Check why only 1/5 of reads are counted
Closed this issue · 5 comments
The majority of reads are either ignored because they do not overlap with a feature or they are multi-mapped.
Check strand used to count reads.
Use abundant 3'UTR rather than abundant (for whole transcript not just 3'UTR).
Look at raw BAM files in IGB and pick out 5-10 read ids. (On each strands, in 3'UTR, or overlapping ect). Then extract these reads and run featureCounts to see behaviour.
Check which genes are ignored due to multi-mapping or no features.
I have checked that:
- featureCounts includes strandedness
- the gff annotation contains the ORF + 3'UTR
- hisat-2 alignment contains 10% or less multi-aligned reads
- enabled featureCounts to double count multi-aligned reads and reads overlapping multiple features
Even with all of this the best I can do is have 40% of reads counted. The rest do no overlap a single feature (ORF + 3'UTR + 5'UTR).
Tomorrow (30th Jun) will select a handful of reads and find where they are being mapped to.
I realised that read 1 for the pairs is reversely stranded in quantseq REV which is important for featureCounts. I have changed the standedness appropriately and now get up to 70% of reads counted. The majority of the remaining counts are considered 'multimapped' so aren't counted. I opened the supposed multimapped genes in IGB and can see they the vast majority of these genes are in regions without annotations I have no idea why they are flagged as multimapped rather than no feature. This has highlighted that some genes are missing from Edwards 3'UTR annotation, which I will quickly investigate.

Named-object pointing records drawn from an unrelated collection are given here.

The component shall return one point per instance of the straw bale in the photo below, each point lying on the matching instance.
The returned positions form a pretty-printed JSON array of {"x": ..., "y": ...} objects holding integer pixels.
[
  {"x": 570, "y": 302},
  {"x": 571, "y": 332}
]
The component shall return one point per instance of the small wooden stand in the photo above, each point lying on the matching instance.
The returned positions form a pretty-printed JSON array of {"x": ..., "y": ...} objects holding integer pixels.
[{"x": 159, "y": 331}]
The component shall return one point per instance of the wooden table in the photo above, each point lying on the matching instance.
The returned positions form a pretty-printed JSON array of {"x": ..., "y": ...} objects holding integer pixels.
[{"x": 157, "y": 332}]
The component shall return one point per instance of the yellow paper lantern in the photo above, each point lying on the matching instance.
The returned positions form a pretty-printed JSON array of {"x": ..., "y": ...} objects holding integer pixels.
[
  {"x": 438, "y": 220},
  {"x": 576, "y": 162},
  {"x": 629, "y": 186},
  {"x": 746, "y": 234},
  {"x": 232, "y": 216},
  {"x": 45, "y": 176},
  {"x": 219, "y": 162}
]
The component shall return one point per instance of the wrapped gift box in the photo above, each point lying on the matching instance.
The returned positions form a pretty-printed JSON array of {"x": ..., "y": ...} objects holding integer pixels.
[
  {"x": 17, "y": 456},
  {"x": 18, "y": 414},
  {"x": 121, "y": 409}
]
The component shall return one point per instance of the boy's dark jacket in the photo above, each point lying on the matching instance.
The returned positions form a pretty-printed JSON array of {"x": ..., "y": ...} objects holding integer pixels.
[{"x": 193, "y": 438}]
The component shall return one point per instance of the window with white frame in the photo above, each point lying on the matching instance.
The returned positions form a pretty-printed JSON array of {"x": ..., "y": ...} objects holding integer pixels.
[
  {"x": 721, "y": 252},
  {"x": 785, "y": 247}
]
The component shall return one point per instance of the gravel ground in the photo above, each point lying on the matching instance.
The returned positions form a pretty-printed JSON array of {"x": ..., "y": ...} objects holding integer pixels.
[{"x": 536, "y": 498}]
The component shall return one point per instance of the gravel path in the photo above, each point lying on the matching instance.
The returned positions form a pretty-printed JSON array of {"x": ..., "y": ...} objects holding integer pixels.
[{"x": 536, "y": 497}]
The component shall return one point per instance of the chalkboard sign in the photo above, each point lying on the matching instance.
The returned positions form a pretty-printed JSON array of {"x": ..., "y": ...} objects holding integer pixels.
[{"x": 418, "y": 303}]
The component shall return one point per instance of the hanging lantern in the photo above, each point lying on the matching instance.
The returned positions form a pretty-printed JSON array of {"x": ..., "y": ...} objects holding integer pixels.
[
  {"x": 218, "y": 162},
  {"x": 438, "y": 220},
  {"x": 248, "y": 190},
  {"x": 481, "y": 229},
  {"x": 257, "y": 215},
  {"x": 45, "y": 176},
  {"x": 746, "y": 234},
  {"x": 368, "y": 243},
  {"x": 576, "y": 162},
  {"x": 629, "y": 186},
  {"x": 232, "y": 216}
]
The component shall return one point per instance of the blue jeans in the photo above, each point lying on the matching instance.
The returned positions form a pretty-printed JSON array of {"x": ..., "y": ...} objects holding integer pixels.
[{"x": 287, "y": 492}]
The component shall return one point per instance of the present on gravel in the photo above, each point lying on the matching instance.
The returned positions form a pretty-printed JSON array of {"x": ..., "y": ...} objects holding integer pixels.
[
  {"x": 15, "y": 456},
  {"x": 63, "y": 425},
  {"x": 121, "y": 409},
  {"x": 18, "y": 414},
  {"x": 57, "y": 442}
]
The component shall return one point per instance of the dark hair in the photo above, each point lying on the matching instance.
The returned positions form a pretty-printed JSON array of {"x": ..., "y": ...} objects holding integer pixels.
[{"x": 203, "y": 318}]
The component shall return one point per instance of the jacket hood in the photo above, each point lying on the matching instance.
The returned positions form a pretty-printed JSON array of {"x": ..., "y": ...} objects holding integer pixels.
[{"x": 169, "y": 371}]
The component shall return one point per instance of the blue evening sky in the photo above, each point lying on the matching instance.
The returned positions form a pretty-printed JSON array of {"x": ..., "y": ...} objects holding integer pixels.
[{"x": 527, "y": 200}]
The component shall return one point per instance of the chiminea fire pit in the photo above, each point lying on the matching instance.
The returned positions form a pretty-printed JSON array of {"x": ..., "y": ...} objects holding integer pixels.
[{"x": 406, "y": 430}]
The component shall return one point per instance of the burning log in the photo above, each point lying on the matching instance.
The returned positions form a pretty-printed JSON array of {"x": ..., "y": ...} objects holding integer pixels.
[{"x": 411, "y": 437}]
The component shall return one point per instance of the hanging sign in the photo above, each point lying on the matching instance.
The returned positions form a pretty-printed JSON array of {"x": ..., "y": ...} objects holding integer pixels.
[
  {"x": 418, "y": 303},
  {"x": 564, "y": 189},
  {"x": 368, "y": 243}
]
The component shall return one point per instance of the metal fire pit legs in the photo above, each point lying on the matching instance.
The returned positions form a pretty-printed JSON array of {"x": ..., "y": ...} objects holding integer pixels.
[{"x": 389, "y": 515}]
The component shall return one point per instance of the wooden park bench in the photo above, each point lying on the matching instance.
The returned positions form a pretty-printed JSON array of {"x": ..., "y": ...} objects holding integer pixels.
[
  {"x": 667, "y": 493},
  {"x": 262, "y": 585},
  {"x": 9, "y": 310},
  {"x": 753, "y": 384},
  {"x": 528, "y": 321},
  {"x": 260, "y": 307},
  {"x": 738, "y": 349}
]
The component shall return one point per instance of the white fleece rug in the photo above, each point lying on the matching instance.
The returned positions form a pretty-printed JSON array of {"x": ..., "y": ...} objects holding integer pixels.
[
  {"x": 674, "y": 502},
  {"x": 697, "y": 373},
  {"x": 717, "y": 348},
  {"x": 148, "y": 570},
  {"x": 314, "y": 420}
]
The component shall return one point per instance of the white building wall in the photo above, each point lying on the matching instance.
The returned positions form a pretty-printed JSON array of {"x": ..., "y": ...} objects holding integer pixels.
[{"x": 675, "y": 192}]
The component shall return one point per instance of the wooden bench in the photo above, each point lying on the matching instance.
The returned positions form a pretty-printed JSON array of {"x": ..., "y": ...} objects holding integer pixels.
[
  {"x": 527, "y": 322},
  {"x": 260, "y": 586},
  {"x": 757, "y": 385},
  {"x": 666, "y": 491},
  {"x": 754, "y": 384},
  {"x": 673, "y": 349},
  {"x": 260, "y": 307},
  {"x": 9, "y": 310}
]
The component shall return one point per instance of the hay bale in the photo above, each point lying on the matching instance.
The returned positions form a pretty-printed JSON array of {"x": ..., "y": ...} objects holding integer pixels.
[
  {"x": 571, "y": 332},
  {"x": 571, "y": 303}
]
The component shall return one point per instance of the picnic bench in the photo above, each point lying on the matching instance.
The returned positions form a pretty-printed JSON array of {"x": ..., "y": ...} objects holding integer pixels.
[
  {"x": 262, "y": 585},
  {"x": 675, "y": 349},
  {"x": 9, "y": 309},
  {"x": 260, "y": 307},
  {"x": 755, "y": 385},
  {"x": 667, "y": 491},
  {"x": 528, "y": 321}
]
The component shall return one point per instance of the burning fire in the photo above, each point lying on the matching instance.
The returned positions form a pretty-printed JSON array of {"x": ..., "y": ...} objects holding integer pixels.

I have created a bam file of the paired reads that were not assigned to a gene and visualised them in IGB. It appears the majority of these reads are mapped to transposable elements or to the ends of chromosomes. I am therefore happy with the current 70% of reads counted.
70% of reads aligned and the rest multi-mapped to TEs and chromosome ends is great!
Bonus points for a summary figure showing mapping to TEs and chromosome ends. For this project this is only relevant as a quality control because our question is about 3' ends of a small set of target genes. But in principle it's nice to have a clear figure that communicates what went wrong with the rest. So, only for bonus points / low priority.